Guest post originally published on ByteDance’s blog by Jun Zhang

KubeGateway is a seven-layer load balancer specially customized by ByteDance for kube-apiserver traffic characteristics. It completely solves the problem of kube-apiserver load imbalance. For the first time in the community, it realizes complete governance of kube-apiserver requests, including request routing, shunting, rate limiting, downgrade etc, which significantly improves the availability of Kubernetes cluster.

Project address:


In the Kubernetes cluster, kube-apiserver is the entry of the entire cluster. Any user or program to add, delete and change the resources needs to communicate with the kube-apiserver. So the high availability of the entire cluster depends on the availability of kube-apiserver. In order to achieve its high availability, multiple kube-apiserver instances are usually deployed behind a Load Balancer(hereinafter referred to as LB) because kube-apiserver is essentially a stateless server.

Load balancer

In order to ensure the security of the cluster, kube-apiserver authenticates and authorizes the API requests, where authentication is to identify the user and authorization is to grant permission to access. Kubernetes supports multiple authentication strategies , such as Bootstrap Token, Service Account Token, OpenID Connect Token , mTLS authentication, etc.

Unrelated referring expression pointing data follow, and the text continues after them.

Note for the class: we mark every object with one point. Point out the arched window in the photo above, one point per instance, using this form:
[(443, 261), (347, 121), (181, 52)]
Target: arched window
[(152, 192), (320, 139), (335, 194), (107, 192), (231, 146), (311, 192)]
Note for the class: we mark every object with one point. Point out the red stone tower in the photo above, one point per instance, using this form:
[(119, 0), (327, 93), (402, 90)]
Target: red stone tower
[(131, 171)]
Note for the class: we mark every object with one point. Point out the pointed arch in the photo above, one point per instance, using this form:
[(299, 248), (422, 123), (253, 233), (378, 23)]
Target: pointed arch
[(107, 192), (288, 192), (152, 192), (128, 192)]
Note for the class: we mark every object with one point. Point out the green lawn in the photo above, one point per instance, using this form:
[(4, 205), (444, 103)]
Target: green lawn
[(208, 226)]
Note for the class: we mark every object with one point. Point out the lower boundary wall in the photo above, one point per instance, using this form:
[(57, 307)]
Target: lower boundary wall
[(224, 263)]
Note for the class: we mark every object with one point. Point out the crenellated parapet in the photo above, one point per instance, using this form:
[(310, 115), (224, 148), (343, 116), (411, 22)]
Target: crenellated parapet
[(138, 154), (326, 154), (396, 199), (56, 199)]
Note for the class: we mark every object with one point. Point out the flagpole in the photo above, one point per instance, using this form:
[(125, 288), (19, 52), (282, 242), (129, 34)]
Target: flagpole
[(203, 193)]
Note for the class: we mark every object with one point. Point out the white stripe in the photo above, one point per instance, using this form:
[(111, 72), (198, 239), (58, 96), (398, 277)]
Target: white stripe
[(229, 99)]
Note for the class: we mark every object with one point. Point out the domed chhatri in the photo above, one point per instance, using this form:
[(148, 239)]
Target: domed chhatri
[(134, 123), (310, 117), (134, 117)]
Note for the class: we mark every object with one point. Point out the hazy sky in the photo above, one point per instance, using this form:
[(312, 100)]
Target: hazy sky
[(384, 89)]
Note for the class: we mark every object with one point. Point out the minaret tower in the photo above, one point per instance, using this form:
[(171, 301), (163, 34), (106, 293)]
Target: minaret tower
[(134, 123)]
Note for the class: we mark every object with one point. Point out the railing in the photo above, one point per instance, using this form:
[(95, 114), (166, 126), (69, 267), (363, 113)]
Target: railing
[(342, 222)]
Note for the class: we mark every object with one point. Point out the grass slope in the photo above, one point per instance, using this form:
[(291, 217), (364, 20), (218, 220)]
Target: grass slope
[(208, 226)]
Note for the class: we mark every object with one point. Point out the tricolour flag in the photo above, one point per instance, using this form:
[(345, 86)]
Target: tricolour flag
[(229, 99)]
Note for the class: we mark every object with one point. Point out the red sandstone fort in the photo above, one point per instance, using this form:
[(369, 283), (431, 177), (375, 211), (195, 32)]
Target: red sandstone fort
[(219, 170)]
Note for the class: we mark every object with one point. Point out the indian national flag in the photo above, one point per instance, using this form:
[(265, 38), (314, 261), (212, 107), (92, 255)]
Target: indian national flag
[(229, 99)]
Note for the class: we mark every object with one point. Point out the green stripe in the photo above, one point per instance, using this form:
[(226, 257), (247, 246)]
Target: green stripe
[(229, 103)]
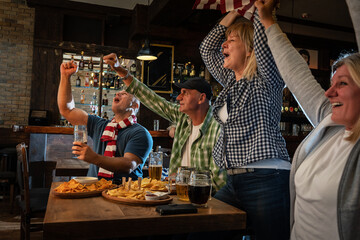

Currently, mTLS is the most commonly used authentication policy. TLS authentication requires client certificate in request correctly pass through LB to kube-apiserver, but the traditional seven-layer LB can not do this, certificate will be dropped in the forwarding process, resulting in kube-apiserver authentication failing .

Therefore , kube-apiserver load balance is generally a four-layer solution, such as LVS , public cloud SLB or four-layer load balance of nginx/haproxy.

Four-layer load balancer works in the fourth OSI layer – transport layer, using NAT technology for proxy forwarding

Seven-Layer load balancer works in the seventh OSI layer – application layer, generally based on the request URL the address of the proxy forwarding.

But using four layers LB raises additional problems, as follows:

  1. Load imbalance: since kube-apiserver and client are communicating with each others by the HTTP2 protocol, multiple requests will reuse the same underlying TCP connection and not disconnect for a long time. When a kube-apiserver instance is restarted, it is easy to cause load imbalance. The late startup kube-apiserver instance will have only a small number of requests over a long period of time . In extreme cases, instances with higher loads will OOM and even cause avalanches.
  2. Lack of flexibility in request governance: four-layer load balance working at the transport layer, it is only responsible for message delivery, but cannot handle the information of the application layer’s HTTP protocol, so it lacks “flexibility” and “intelligence” for request governance compared to seven-layer load balance. It can not develop flexible load balance and routing policies based on the request content, such as verb , url and other fields, nor can set a rate limit on the request level.

There are some related efforts in the community to try to solve the above problems, but none of them have cured the problem :

GOAWAY Chance Support in kube-apiserverThe kube-apiserver with a probability (say 1/1000) randomly sends GOAWAY to the client, closes the connection, and triggers the client to reconnect to load balancer.This method can alleviate the kube-apiserver load imbalance problem to some extent, but the convergence time is long, and will trigger the client’s reconnectionDoes not address the inflexibility of request governance
kube-apiserver and LB GroupBy grouping kube-apiserver and LB and treating kube-apiserver and LB through different priority policies, the service is differentiated SLO guaranteed.The need to maintain multiple sets of LB and kube-apiserver increases operation and maintenance costs.

With Cloud Native technology development, more than 95% of ByteDance’s business is currently running on Kubernetes clusters, which put forward higher requirements for high availability. In the production environment, we have also encountered many incidents caused by kube-apiserver load imbalance or lack of request governance capabilities. Facing the above problems, we developed a seven-layer load balancer specially customized for kube-apiserver traffic characteristics named KubeGateway.

Architecture Design

KubeGateway is a seven-layer load balancer to forward kube-apiserver requests. It has the following characteristics:

  1. Completely transparent for clients : Client can access kube-apiserver through KubeGateway without any modification.
  2. Support proxy multiple K8S clusters of requests at the same time: different K8S clusters are distinguished by domain name or virtual address.
  3. Request level load balance achieves fast and efficient load balance, completely solving the problem of kube-apiserver load imbalance.
  4. Flexible routing policies: KubeGateway routes according to request information, including but not limited to resource/verb/user/namespace/groupversion, etc. Provides basic capabilities for kube- apiserver grouping and implements it at low operation and maintenance cost, improves cluster stability.
  5. Cloud Native configuration management: It provides configuration in K8s standard API form and supports hot updating.
  6. Support rate limit, downgrade, dynamic service discovery, elegant exit, upstream anomaly detection and other gateway and general capabilities.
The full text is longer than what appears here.